Do not get tired of offering love and loving yourself

There are disappointments that do not ruin you. They are simply accepted, as someone who can stand a sting of a rose or who drinks every day from a broken jug that has been repaired with glue and lots of love, because it is your favorite. We heal, forgive and continue. We should not turn our hearts to stone. If you do, this stone heart will always fall into the cold well of discouragement, vulnerability and failure.

Authentic love does not hurt. Sincere friendship does not betray. He who truly loves you can disappoint you once, but never again. Therefore, we suggest that you take a moment to reflect on these simple coping strategies that can help you overcome these complex moments in your life.

woman with liquid hair

A disappointment, in addition to making us suffer, also makes us sensitive. When someone feels fragile, they need to receive love instead of offering it. They especially need to receive it from themselves to rebuild sales themselves, to validate themselves once again with all their integrity, strength and confidence. Something like this can only be given by time and sufficient work from within ourselves.

In addition to time, we need to control three basic emotions: rage, pessimism and impotence. Drawers can tear out our roots and make us believe that nothing will be the same afterwards. Throw these three horsemen of unhappiness out of your heart as soon as you can.

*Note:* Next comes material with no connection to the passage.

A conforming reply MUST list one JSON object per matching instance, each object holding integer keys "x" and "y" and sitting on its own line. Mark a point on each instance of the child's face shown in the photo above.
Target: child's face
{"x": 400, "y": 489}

Accept, on the one hand, that you do not deserve what happened to you; but on the other hand, you also accept that you do not deserve to suffer forever. Do not choose anger as your daily food. Do not print your own prescription for suffering as your eternal medicine. The side effects of this are devastating.

Instead,  remember something indispensable: Remember to choose yourself. Choose yourself over everything else. Above all, your fear, your insecurity and your bitterness. Choose to have hope again and above all to continue to cultivate what is truly worth it in life: to offer love. Choose to believe that despite all your disappointments, there are still good people out there.